From the New York Times bestselling author of The Lost Girls of Paris comes a riveting tale of unfathomable sacrifice and unlikely friendship during World War II.
1942. Sadie Gault is eighteen and living with her parents amid the horrors of the Kraków Ghetto during World War II. When the Nazis liquidate the ghetto, Sadie and her pregnant mother are forced to seek refuge in the perilous sewers beneath the city. One day Sadie looks up through a grate and sees a girl about her own age buying flowers.
Ella Stepanek is an affluent Polish girl living a life of relative ease with her stepmother, who has developed close alliances with the occupying Germans. Scorned by her friends and longing for her fiancé, who has gone off to war, Ella wanders Kraków restlessly. While on an errand in the market, she catches a glimpse of something moving beneath a grate in the street. Upon closer inspection, she realizes it’s a girl hiding.
Ella begins to aid Sadie and the two become close, but as the dangers of the war worsen, their lives are set on a collision course that will test them in the face of overwhelming odds. Inspired by harrowing true stories, The Woman with the Blue Star is an emotional testament to the power of friendship and the extraordinary strength of the human will to survive.
This was read as part of a blog tour.
I’ve read a lot of historical fiction books about WWII and how the Jewish people survived. This is one that I never would have imagined. Never! It’s beyond belief what one race is capable of doing to another. It’s amazing what a person can endure to survive. This book gives us a look at one of the worst I have read about yet. The conditions are horrendous. How they endured it is beyond belief. Yet it was based on an actual account. This happened. Though this book is a work of fiction.
This story is told from Ella and Sadie’s POVs. Each has a story to share. How they intersect is quite a touching and sad story indeed. But it’s a story of a strong friendship found in a short period of time. These two girls barely knew each other yet would do anything for the other. Including put their own life in jeopardy for the other. Give up their life for the other. A deep and true friendship of the most unlikely kind.
It amazes me how the German’s were so filled with hate. How they thought that a person who was different was not worth anything. How anyone that is Jewish did not deserve to live. How they were less valued than anything or anyone. Or as Ella noticed, The paintings were being rescued, yet we were being left behind to face whatever fate awaited us under the Germans. How can a human life be less value than any painting? Who does this? What makes a person so cold and cruel?
This book starts out in 2016 with one woman watching for another. Planning to meet her. Then it goes back to 1943 and tells the story of what happened back then. At the end all comes together in a way that will make you hold your breath. Make you take a shaky breath for sure. I was shocked. I was not prepared for who the woman was meeting. But it’s a great ending to a well written and much researched story. A story of such sadness. Such heartache. Such loss.
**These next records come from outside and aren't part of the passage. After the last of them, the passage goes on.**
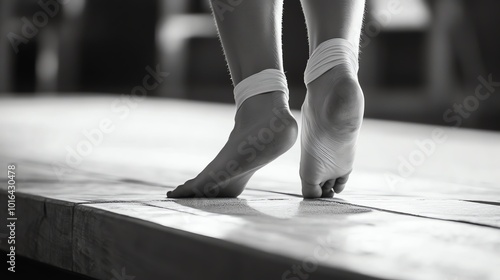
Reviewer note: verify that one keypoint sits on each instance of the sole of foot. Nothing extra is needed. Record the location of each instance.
(332, 116)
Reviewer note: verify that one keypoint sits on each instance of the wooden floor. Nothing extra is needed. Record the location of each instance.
(106, 216)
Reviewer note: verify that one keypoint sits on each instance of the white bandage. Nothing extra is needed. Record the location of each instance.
(265, 81)
(318, 140)
(328, 55)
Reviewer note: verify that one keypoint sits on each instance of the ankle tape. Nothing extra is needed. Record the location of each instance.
(265, 81)
(329, 54)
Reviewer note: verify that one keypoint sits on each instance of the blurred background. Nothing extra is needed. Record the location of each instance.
(421, 61)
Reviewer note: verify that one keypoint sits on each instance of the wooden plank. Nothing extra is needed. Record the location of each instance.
(374, 243)
(111, 242)
(43, 228)
(445, 209)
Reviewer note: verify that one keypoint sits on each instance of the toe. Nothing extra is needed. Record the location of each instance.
(180, 191)
(327, 188)
(311, 190)
(340, 184)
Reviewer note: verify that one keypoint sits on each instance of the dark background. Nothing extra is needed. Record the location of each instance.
(414, 67)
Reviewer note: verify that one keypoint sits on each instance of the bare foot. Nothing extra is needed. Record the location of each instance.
(331, 117)
(264, 129)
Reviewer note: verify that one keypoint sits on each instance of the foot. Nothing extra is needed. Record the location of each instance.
(264, 129)
(332, 116)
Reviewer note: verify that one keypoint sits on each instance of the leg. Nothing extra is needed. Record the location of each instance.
(264, 127)
(334, 105)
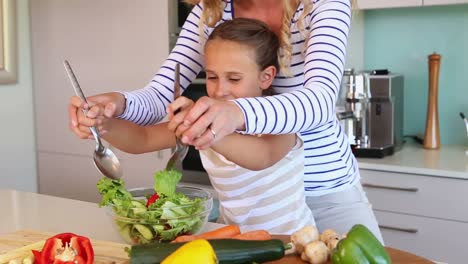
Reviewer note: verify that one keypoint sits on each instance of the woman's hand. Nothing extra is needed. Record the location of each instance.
(176, 112)
(209, 120)
(100, 107)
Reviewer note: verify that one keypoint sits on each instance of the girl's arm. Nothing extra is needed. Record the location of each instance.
(253, 152)
(135, 139)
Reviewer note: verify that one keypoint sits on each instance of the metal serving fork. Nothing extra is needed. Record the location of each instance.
(181, 149)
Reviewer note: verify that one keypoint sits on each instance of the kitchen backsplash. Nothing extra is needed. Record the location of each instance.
(401, 40)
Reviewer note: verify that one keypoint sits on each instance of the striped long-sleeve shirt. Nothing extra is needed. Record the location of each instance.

This book will pull you in from the very beginning and it won’t let go. Knowing what is happening to these people and what happened to so many who were not even this fortunate. Not even fortunate enough to have a sewer to survive in. The characters are so likable, most of them. The setting is so sad. The conditions so horrible. You will feel the filth and stench of the sewer. The pain that these families go through. The loss they feel. The sadness at losing family. Giving up the only life they had ever known. The kindness of the girl that helped as much as she could.
Thank you to #NetGalley, #PamJenoff, #Harlequin for the ARC.. This is my own true feelings about this book.
5/5 stars and the highest recommendation. Grab this one.